Community leader and Japanese culture advocator Kay Kayoko Inose at the tea room of the Gardena Buddhist Church in Gardena. (Cultural News Photo)

Community leader and Japanese culture advocator Kay Kayoko Inose at the tea room of the Gardena Buddhist Church in Gardena. (Cultural News Photo)

On Nov. 3, Japanese government announced 96 foreign recipients of the Fall 2016 Decoration in Tokyo. The Japanese Decoration or Kunsho in Japanese is designed to recognize their efforts of the people who contribute to Japan. The recipients of the Decoration are announced twice a year in Spring and Fall.

Among the recipients of the Fall 2016 Decoration, Kay Kayoko Inose, 75-year-old, of Rancho Palos Verdes, is selected from Southern California, and she will be received the Order of the Rising Sun, Silver Rays.

Inose is a longtime active member and the driving force of several Japanese American organizations including the Japanese Women’s Society of Southern California, the Japanese American National Museum, and the Omote Senke (school of tea) Domonkai Southern California Chapter.

The Japanese Women’s Society originated over a century ago when a small group of Japanese women met at a hotel in Little Tokyo. The Society has supported various Japanese American organizations through the JWSSC active fundraising efforts. In the inception of the Japanese American National Museum in early 1990s, Inose created the first Policy and Procedures Manuel for the museum and was also involved with the processes for hiring the museum’s first executive director. For the 30th anniversary of the incorporation of Omotesenke Domonkai in Kyoto (Omotesenke Domonkai was formed in 1942), in 2006 Inose led a 32-member delegation of Southern California Chapter members to Kyoto for the celebration.

Japanese government gave her activities merits because she has contributed to the friendship between Japan and the U.S. and promotion of the Japanese American community’s welfare and status, and bonds within the community.

Inose is a third generation Japanese American born in Long Beach in 1941, raised in the South Bay region of Los Angeles. She has been married to Kenichi “Ken” Inose for 55 years. Mr. and Mrs. Inose ran a wholesale nursery business in the South Bay area until 1986 when they sold the property and retired from the business.

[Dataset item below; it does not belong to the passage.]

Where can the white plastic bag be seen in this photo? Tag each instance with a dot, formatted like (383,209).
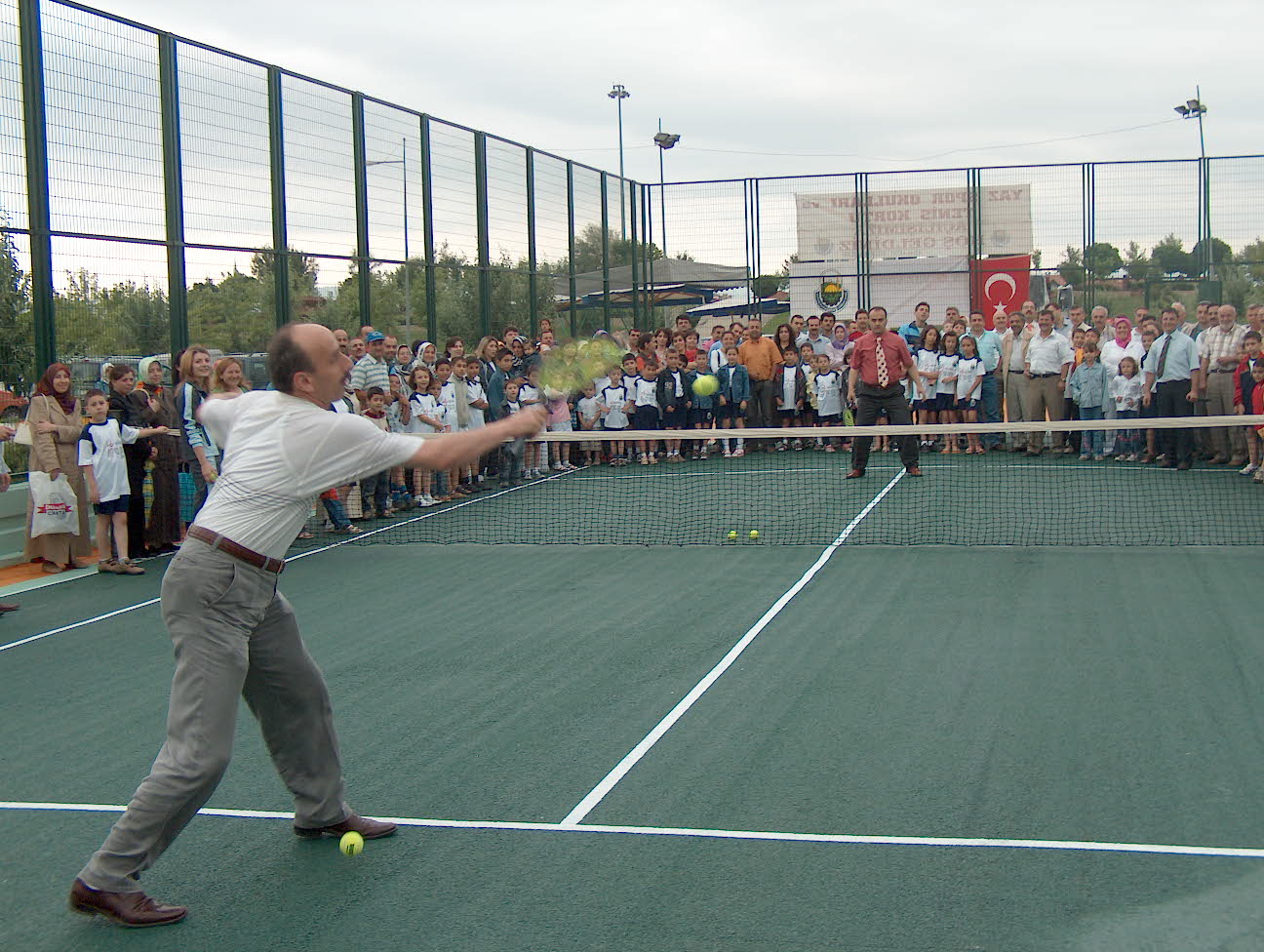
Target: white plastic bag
(55,507)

Inose became increasingly involved in Japanese American organizations after retiring from her family business, and attributed her active social and cultural life to the legacy of the Inose family.

Ken Inose’s grandfather on his mother’s side was Seijiro Shibuya, a USC graduate in 1906, was one of the three founders of the Rafu Shimpo bilingual newspaper in Los Angeles more than 100 years ago. On his father’s side, Ken’s other grandfather was the founding president of the first Japanese Hospital in Los Angeles in 1918.

Yoshiko Inose, Kay’s mother in law, was also an active member of the Japanese Women’s Society of Southern California, and Omote Senke Domonkai. Yoshiko Inose passed away at the age of 104 in 2013.

Currently Inose holds tea ceremony lessons twice a week at the Gardena Buddhist Church in Gardena and also in her tea room at home.